I definitely will not do full height with Bertles, but I've been asking and gathering information from everyone I train at to see what is the best way to teach jumps without causing problems. 

The information I got back was everything from putting a bar from a bar jump on the ground for the dogs to learn to hop over on command, to doing 8 inch jumps when the puppies are 5 months old or older. 

My one instructor even had her flatcoat puppy learning directed jumping before 5 months, and that was just on 2" jumps, if that. 

I'm smiling of course because if you've seen the pictures I posted in another thread or even my signature - both dogs absolutely LOVE jumping and you can't stop them from jumping when they are out and about - much more than just 8" off the ground too....


----------



## Sally's Mom (Sep 20, 2010)

As I said, it is my own superstition. And each one of my girls who got a CDX was a fantastic jumper. My first, Sally,had to jump,thirty inches for the high and sixty for the broad! The jump height had just been lowered from 32 inches! Now, she would jump,24!


----------



## Megora (Jun 7, 2010)

If they still had the jumps set up that high, I wouldn't have considered jumping my dogs - even if Jacks had excellent hips. Asking a dog to jump his height isn't the same as asking that dog to scale a wall....


----------



## Nairb (Feb 25, 2012)

What about the jumping Bella does running around in the back yard? Over stuff. Under stuff. Off the deck. etc. She does it ever day, and has been for a long time. I'm not sure how I would stop her from doing this.


----------



## Sally's Mom (Sep 20, 2010)

Jump heights and widths used to be crazy...but even my Sally, with her repaired patella could do 30/60...


----------



## Sally's Mom (Sep 20, 2010)

I don't generally have a problem with random anything... It is when it is forced or trained that it bothers me in young dogs... Having said that, dogs tear their,anterior cruciate ligaments chasing things in their backyards... Nothing forced about that, but I think it is more related to structure... Another controversial opinion.


----------



## TheZ's (Jun 13, 2011)

This discussion makes me remember our Zeke. Never trained for anything but a natural athlete. I let him out in the backward one day to run some deer and he took off chasing them and jumped the wire fence in the back at least 3ft high with a wide stone wall behind it. Another time he jumped up on a stone wall at least 3ft. high from standing right next to the wall.


----------



## Megora (Jun 7, 2010)

Oh - well Jacks jumped straight up 3.5 feet or whatever it was to the top of our kitchen table. 
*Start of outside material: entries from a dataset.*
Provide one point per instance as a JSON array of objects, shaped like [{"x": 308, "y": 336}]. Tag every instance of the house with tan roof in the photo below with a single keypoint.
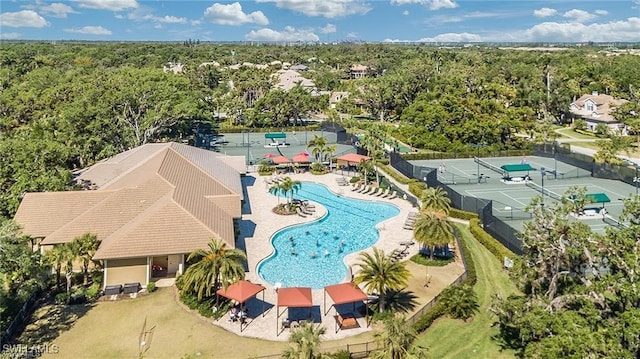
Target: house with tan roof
[
  {"x": 597, "y": 109},
  {"x": 149, "y": 208}
]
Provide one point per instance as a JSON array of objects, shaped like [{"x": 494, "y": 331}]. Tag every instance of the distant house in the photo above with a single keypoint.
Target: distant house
[
  {"x": 299, "y": 67},
  {"x": 358, "y": 71},
  {"x": 175, "y": 67},
  {"x": 336, "y": 97},
  {"x": 288, "y": 79},
  {"x": 597, "y": 109},
  {"x": 149, "y": 208}
]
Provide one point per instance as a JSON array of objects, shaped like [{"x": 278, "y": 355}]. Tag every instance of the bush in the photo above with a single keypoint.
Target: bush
[
  {"x": 458, "y": 213},
  {"x": 429, "y": 317},
  {"x": 496, "y": 248},
  {"x": 61, "y": 298},
  {"x": 151, "y": 287},
  {"x": 340, "y": 354},
  {"x": 93, "y": 291},
  {"x": 318, "y": 168}
]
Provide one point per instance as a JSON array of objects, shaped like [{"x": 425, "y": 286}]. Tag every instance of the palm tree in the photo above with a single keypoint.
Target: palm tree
[
  {"x": 85, "y": 247},
  {"x": 436, "y": 200},
  {"x": 216, "y": 266},
  {"x": 305, "y": 342},
  {"x": 318, "y": 146},
  {"x": 380, "y": 274},
  {"x": 55, "y": 258},
  {"x": 397, "y": 338},
  {"x": 287, "y": 187},
  {"x": 433, "y": 229},
  {"x": 459, "y": 301}
]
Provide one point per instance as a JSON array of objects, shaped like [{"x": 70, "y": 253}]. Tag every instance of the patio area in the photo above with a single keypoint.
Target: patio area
[{"x": 264, "y": 319}]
But he freaked out about jumping over 16" those days when we were initially training jumps. 

I'm going to guess it was a case of "get the french baguette roll" adrenaline blowing his brain.


----------



## Lucky Penny (Nov 13, 2011)

I was not aware and not told I couldn't jump Penny when she was young. I trained with a trainer who owned border collies, and Penny started agility before she was two. She did all of the equipment. It could of been structure, it could of been the early jumping and contacts, or both but she defiantly was not 100% her whole life. Actually I never went further then a CD and I retired her from agility because she would stutter before jumps. She never went smoothly over them, and had sore hips and elbows. Knowing what I know now, I am upset at myself for forcing her to jump. I didn't know at the time I wasn't suppose to. I wish I did. I would strongly suggest not forcing a dog to jump before it is two. In my case, it made Penny un-sound. 
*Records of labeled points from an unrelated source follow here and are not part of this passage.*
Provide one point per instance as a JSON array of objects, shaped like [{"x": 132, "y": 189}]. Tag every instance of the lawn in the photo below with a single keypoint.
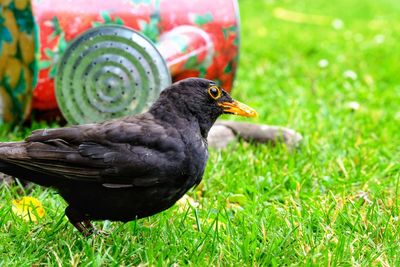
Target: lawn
[{"x": 330, "y": 70}]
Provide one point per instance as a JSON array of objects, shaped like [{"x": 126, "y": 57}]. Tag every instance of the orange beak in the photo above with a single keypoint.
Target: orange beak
[{"x": 238, "y": 108}]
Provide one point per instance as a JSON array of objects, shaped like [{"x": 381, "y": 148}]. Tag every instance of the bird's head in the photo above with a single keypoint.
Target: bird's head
[{"x": 202, "y": 99}]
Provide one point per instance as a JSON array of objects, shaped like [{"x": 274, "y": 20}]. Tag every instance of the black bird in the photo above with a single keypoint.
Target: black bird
[{"x": 128, "y": 168}]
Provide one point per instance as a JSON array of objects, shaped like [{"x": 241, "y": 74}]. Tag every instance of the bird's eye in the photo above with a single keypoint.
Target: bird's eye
[{"x": 214, "y": 92}]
Luna, who is just over a year in a half hasn't jumped yet, and will not until she is two. I have been training her in obedience and have been working on everything else.


----------



## Brelywi (Apr 5, 2013)

I know this is kind of forum digging, but I was reading through the training posts and came to this. This is probably a dumb question, but I'm very new to owning a golden and I would rather ask and look stupid rather than have my dog get hurt 

My Charlie is 13 months old, and he regularly jumps over our baby gates (his own choice, we don't make him of course). Two are 24", one is 36" (though he's only jumped over that one a couple times, normally he just waits for us to open it for him). Should I not be letting him jump over those, or are you guys talking about length rather than height? I just don't want him to get hurt inadvertently!


----------



## Megora (Jun 7, 2010)

I would discourage it - something that goes through my mind with Bertie (who also jumps over the 36" baby gate if I don't push his crate up against it) is that if he misjudges a jump, he could get hung up or caught at the top and get hurt.


----------